Gee - I bought mine at Woodcraft,along with a Rikon " slow speed grinder and I didn't get a Burrito.


----------



## Fay Prozora (Feb 12, 2015)

I got mine from Amazon along with the vari-grind and I just love it. I bought the raptor set up grinding jigs too and from woodcraft. I will start using those when I get back to the shop. I did make a wood version and it worked ok but not as well as the real thing. I bought a dressing thing for the wheels and I too have my eye on the CBN wheels but they are out of my reach right now. I also bought some polishing pads and such this month also. The Wolverine was a Christmas present from Sis. she gave me the money and I bought it since she didn't know where to get it and such. I set every thing up last time I was at t he shop and it is great. Capt Eddie is home now so he was the last I read on facebook. He seems to be about 3 weeks ahead of his rehab schedule and is walking. I doubt if he has any thing left of his inventory so hopefully he will get back in the shop and make shavings.  God bless him, I have learned a lot from him. Any way, I will make a stick out jig and try the raptors when I get back to the shop...    Fay


----------



## JimB (Feb 13, 2015)

I bought mine a few years ago. The slow speed grinder from Woodcraft when it was on sale and the Wolverine and vari-grind from Rockler on sale. I never bought the skew attachment and really don't feel the need for one. This set up replaced my 6" grinder and (poorly) home made jig.


----------



## TimS124 (Feb 13, 2015)

Register your birth-month with Woodcraft and they'll mail you a coupon good for 10% off non-power tools, good during your next birth-month.

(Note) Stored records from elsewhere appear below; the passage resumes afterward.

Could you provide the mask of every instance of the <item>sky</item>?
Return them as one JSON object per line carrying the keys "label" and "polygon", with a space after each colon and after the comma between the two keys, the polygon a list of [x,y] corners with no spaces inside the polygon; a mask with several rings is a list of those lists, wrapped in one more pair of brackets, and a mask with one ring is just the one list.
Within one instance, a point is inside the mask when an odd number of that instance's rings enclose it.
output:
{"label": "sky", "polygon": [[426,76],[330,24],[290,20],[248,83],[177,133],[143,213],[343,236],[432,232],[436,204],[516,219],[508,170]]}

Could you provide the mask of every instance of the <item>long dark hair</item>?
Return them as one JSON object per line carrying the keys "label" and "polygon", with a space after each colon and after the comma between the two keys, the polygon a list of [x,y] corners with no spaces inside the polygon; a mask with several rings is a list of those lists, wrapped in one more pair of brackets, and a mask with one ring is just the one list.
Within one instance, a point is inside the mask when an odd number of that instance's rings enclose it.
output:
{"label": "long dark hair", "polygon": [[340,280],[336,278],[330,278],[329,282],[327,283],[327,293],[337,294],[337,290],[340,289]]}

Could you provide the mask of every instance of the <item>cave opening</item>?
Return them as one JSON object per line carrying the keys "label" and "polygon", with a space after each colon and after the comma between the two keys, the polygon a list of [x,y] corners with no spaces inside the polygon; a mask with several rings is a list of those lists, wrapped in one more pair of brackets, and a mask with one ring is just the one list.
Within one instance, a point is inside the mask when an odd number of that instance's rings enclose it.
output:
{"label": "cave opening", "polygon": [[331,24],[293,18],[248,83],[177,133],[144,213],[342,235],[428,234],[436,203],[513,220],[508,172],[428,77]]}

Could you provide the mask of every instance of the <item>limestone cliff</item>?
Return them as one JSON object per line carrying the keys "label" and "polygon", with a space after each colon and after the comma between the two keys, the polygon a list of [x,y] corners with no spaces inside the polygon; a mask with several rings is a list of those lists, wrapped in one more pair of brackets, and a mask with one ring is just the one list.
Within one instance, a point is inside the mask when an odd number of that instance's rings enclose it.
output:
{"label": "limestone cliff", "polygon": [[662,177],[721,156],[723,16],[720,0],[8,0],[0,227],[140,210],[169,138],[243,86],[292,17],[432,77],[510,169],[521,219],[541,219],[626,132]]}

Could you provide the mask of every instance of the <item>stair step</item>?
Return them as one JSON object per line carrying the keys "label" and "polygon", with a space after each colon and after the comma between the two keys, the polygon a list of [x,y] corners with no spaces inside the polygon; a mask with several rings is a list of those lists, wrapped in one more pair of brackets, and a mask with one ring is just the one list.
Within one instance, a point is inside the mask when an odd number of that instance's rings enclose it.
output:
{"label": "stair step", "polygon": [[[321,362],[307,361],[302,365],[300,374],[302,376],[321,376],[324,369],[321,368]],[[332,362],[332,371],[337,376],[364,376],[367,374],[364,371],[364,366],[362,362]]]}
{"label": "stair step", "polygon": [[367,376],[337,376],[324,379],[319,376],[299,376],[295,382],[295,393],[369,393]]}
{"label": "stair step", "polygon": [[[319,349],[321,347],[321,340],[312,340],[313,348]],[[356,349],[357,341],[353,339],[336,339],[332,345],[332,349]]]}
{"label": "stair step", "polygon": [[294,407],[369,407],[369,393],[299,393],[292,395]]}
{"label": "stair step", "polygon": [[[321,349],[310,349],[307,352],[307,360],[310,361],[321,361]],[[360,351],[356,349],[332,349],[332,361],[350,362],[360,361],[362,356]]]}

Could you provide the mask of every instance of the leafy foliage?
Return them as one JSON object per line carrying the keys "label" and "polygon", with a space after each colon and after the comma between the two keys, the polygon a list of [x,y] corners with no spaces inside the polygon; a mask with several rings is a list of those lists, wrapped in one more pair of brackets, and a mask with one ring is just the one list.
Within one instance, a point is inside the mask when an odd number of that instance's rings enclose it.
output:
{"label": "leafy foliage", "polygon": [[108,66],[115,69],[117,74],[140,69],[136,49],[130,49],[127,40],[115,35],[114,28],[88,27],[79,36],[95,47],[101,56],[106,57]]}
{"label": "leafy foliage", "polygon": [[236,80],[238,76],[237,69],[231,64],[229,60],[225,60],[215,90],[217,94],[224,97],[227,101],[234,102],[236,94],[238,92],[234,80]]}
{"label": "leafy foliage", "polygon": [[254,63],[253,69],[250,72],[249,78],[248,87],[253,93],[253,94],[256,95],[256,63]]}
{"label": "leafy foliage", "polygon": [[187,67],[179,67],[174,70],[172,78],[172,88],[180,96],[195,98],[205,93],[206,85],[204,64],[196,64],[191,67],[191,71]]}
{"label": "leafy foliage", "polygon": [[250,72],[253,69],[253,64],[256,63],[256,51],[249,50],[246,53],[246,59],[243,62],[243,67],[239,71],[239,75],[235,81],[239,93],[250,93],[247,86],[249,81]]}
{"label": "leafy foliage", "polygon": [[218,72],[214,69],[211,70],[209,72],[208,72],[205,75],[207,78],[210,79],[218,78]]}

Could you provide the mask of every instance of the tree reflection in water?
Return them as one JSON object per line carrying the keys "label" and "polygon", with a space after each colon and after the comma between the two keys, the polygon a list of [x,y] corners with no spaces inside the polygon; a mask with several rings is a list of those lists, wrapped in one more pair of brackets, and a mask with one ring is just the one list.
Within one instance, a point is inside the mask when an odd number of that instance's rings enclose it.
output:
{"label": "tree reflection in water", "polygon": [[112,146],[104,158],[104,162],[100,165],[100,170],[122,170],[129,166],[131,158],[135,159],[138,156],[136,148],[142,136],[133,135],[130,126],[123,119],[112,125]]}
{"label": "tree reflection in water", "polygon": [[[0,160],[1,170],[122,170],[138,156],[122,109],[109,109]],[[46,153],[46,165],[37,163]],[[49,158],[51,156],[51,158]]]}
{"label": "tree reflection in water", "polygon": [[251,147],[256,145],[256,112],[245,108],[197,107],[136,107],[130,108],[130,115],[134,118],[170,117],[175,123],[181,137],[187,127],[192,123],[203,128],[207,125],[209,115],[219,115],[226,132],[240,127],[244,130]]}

So, if everybody's charging roughly the same price, you can beat that by 10%.


----------



## oneleggimp (Feb 13, 2015)

Maybe a stupid question: If you only got one CBN wheel, what about the lighter (presumably  Alundum) wheel on the other end of the grinder. Doesn't that create vibration or ???  due to the unequal weight on the grinder spindles - one heavy (CBN) and one quite a bit lighter (alundum).??


----------



## low_48 (Feb 13, 2015)

oneleggimp said:


> Maybe a stupid question: If you only got one CBN wheel, what about the lighter (presumably  Alundum) wheel on the other end of the grinder. Doesn't that create vibration or ???  due to the unequal weight on the grinder spindles - one heavy (CBN) and one quite a bit lighter (alundum).??

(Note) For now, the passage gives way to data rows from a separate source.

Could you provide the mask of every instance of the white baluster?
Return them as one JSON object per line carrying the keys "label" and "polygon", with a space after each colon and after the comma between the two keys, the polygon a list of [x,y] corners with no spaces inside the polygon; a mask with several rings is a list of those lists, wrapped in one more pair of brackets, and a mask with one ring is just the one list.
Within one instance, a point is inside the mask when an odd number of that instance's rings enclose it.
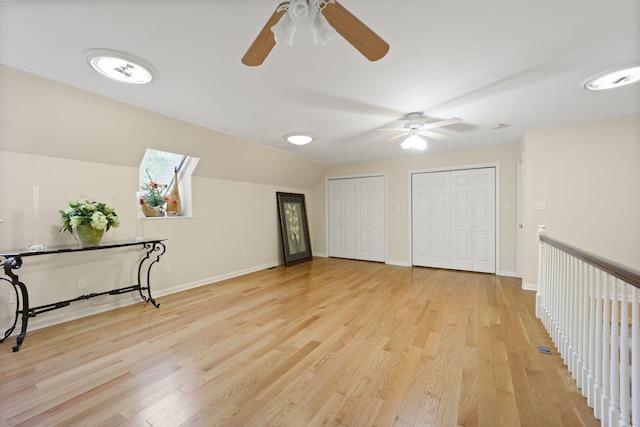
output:
{"label": "white baluster", "polygon": [[[596,346],[598,344],[598,335],[596,332],[596,322],[598,319],[598,315],[597,315],[597,305],[596,302],[598,301],[598,296],[597,296],[597,292],[598,290],[596,289],[596,280],[597,277],[594,273],[594,268],[592,266],[588,266],[587,267],[587,276],[588,276],[588,283],[589,283],[589,288],[588,288],[588,292],[589,292],[589,332],[588,332],[588,337],[586,339],[586,342],[588,344],[588,354],[589,356],[587,357],[587,395],[585,396],[587,398],[587,404],[589,405],[589,407],[594,408],[594,412],[595,412],[595,405],[596,405],[596,399],[594,399],[595,396],[597,396],[596,394],[596,370],[595,370],[595,366],[596,363],[598,363],[596,361]],[[597,417],[596,417],[597,418]]]}
{"label": "white baluster", "polygon": [[589,395],[589,327],[590,315],[589,309],[591,304],[589,301],[589,290],[591,287],[589,277],[589,265],[580,262],[580,291],[581,291],[581,320],[580,320],[580,352],[578,354],[578,365],[580,369],[580,387],[582,388],[582,396]]}
{"label": "white baluster", "polygon": [[583,390],[582,395],[586,396],[584,392],[585,387],[585,378],[584,378],[584,368],[582,365],[582,354],[584,349],[582,346],[584,345],[584,330],[589,325],[587,318],[585,317],[585,287],[586,283],[584,283],[584,275],[582,273],[583,264],[582,261],[576,262],[576,304],[578,306],[578,313],[576,315],[576,327],[577,327],[577,335],[575,339],[575,366],[576,366],[576,384],[580,389]]}
{"label": "white baluster", "polygon": [[609,357],[609,423],[611,427],[617,427],[620,420],[620,329],[618,327],[618,279],[611,281],[611,356]]}
{"label": "white baluster", "polygon": [[593,386],[593,400],[594,400],[594,405],[593,405],[593,414],[595,415],[595,417],[599,420],[602,419],[602,408],[603,408],[603,401],[602,401],[602,396],[605,395],[604,392],[604,378],[603,378],[603,374],[602,374],[602,370],[603,367],[605,366],[603,361],[602,361],[602,354],[603,354],[603,349],[604,349],[604,343],[603,343],[603,337],[604,337],[604,332],[603,332],[603,328],[602,328],[602,322],[603,322],[603,310],[604,310],[604,301],[602,298],[603,295],[603,278],[602,278],[602,272],[600,270],[597,270],[595,272],[595,279],[596,279],[596,294],[595,294],[595,298],[596,298],[596,331],[594,334],[594,337],[596,339],[595,342],[595,372],[594,372],[594,386]]}
{"label": "white baluster", "polygon": [[631,416],[634,427],[640,426],[640,290],[631,291]]}
{"label": "white baluster", "polygon": [[631,413],[629,412],[629,381],[631,372],[629,370],[629,300],[627,296],[626,283],[622,285],[620,295],[620,421],[619,427],[628,427],[631,423]]}
{"label": "white baluster", "polygon": [[603,293],[602,304],[604,310],[602,311],[602,424],[606,427],[609,424],[609,397],[610,390],[610,357],[611,357],[611,295],[609,294],[609,275],[604,275],[603,280]]}

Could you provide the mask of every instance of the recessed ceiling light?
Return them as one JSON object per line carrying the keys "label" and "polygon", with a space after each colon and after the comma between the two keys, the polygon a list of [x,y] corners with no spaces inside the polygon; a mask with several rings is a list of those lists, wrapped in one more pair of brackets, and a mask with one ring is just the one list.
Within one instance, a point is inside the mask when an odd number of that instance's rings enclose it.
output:
{"label": "recessed ceiling light", "polygon": [[110,49],[91,49],[85,58],[94,70],[110,79],[131,84],[145,84],[153,80],[153,67],[140,58]]}
{"label": "recessed ceiling light", "polygon": [[506,123],[494,123],[491,125],[491,129],[493,130],[498,130],[498,129],[504,129],[504,128],[508,128],[509,125]]}
{"label": "recessed ceiling light", "polygon": [[310,133],[292,133],[285,135],[284,139],[295,145],[305,145],[313,141],[315,136]]}
{"label": "recessed ceiling light", "polygon": [[640,80],[640,65],[626,66],[595,75],[584,84],[588,90],[605,90],[626,86]]}

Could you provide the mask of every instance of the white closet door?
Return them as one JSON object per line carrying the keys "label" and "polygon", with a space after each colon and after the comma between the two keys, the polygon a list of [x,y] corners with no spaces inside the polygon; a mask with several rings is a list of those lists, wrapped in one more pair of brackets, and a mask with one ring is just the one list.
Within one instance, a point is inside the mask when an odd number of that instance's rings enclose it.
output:
{"label": "white closet door", "polygon": [[411,232],[413,265],[431,265],[431,174],[411,175]]}
{"label": "white closet door", "polygon": [[329,181],[329,256],[355,257],[355,182]]}
{"label": "white closet door", "polygon": [[385,260],[383,176],[329,181],[329,256]]}
{"label": "white closet door", "polygon": [[369,178],[369,261],[384,262],[385,199],[384,177]]}
{"label": "white closet door", "polygon": [[471,170],[451,172],[451,268],[473,269]]}
{"label": "white closet door", "polygon": [[474,169],[473,271],[496,272],[496,170]]}
{"label": "white closet door", "polygon": [[413,265],[495,273],[495,185],[495,168],[413,174]]}
{"label": "white closet door", "polygon": [[356,179],[356,259],[369,259],[371,251],[371,182]]}
{"label": "white closet door", "polygon": [[431,175],[431,266],[451,268],[451,182],[449,172]]}

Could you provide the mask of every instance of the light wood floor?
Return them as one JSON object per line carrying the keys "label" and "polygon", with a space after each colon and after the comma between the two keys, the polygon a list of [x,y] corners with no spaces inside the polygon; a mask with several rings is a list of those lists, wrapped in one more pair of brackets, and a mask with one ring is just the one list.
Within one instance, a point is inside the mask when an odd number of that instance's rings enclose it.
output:
{"label": "light wood floor", "polygon": [[8,340],[0,425],[599,425],[534,300],[513,278],[316,258]]}

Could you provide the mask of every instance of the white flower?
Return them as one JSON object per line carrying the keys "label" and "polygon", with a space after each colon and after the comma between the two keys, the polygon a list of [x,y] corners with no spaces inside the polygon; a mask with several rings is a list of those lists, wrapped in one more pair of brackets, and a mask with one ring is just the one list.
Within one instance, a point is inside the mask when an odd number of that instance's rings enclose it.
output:
{"label": "white flower", "polygon": [[72,216],[71,219],[69,219],[69,225],[71,226],[71,228],[76,228],[79,224],[80,224],[79,216]]}
{"label": "white flower", "polygon": [[109,220],[107,220],[107,217],[102,212],[94,212],[93,215],[91,215],[91,226],[96,230],[104,230],[107,228],[108,223]]}

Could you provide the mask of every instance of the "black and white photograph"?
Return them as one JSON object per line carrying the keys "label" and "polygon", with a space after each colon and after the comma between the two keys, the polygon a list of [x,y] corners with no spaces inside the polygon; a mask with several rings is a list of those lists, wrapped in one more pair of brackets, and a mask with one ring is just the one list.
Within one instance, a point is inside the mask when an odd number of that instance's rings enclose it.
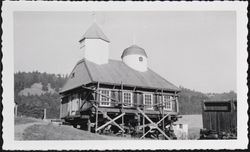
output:
{"label": "black and white photograph", "polygon": [[247,3],[10,4],[7,149],[247,148]]}

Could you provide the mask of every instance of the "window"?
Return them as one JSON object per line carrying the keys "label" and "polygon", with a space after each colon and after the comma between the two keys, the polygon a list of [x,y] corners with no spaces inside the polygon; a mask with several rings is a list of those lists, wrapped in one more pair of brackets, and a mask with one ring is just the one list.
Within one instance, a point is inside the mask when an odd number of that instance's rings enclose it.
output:
{"label": "window", "polygon": [[163,96],[163,108],[164,110],[172,110],[172,97],[164,95]]}
{"label": "window", "polygon": [[141,62],[142,62],[142,61],[143,61],[143,57],[141,57],[141,56],[140,56],[140,57],[139,57],[139,61],[141,61]]}
{"label": "window", "polygon": [[131,92],[124,92],[123,93],[123,103],[125,104],[124,107],[131,107],[133,105]]}
{"label": "window", "polygon": [[75,72],[71,74],[71,79],[73,79],[74,77],[75,77]]}
{"label": "window", "polygon": [[146,109],[153,109],[153,95],[144,94],[144,104]]}
{"label": "window", "polygon": [[[101,90],[100,91],[101,95],[100,95],[100,105],[101,106],[110,106],[110,97],[111,92],[109,90]],[[104,95],[104,96],[102,96]],[[107,96],[107,97],[106,97]]]}

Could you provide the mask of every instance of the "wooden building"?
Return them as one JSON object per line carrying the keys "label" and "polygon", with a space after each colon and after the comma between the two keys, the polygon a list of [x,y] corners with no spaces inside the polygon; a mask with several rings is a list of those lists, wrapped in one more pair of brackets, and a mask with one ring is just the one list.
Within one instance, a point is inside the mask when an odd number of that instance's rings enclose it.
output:
{"label": "wooden building", "polygon": [[202,104],[203,128],[216,132],[232,132],[237,128],[236,100],[207,100]]}
{"label": "wooden building", "polygon": [[169,139],[165,126],[177,120],[180,89],[148,68],[146,51],[131,45],[122,60],[109,59],[110,40],[96,23],[79,42],[83,59],[60,91],[61,119],[93,132],[141,128],[142,138],[156,128]]}

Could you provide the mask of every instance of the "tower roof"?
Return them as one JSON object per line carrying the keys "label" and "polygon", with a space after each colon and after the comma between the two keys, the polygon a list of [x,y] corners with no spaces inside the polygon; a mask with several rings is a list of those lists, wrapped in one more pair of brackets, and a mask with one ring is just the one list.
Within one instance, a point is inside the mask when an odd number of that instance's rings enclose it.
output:
{"label": "tower roof", "polygon": [[82,42],[84,39],[102,39],[106,42],[110,42],[96,23],[93,23],[89,27],[89,29],[84,33],[79,42]]}
{"label": "tower roof", "polygon": [[123,58],[124,56],[127,56],[127,55],[131,55],[131,54],[138,54],[138,55],[143,55],[145,57],[148,57],[143,48],[141,48],[137,45],[132,45],[123,51],[121,58]]}

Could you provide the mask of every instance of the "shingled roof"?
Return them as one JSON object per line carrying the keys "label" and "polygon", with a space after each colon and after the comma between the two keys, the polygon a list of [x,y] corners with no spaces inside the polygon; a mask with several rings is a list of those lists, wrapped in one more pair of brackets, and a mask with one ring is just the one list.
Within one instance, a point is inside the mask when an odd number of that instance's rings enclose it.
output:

One and one works fine, I guess. I have no idea what an Alundum wheel is. I have a CBN on one side, a Norton aluminum oxide on the other. I didn't want to spend the extra money, plus I still use a couple odd carbon steel tools and you can't sharpen them on CBN.


----------



## oneleggimp (Feb 13, 2015)

Alundum -another name for Aluminum Oxide.


----------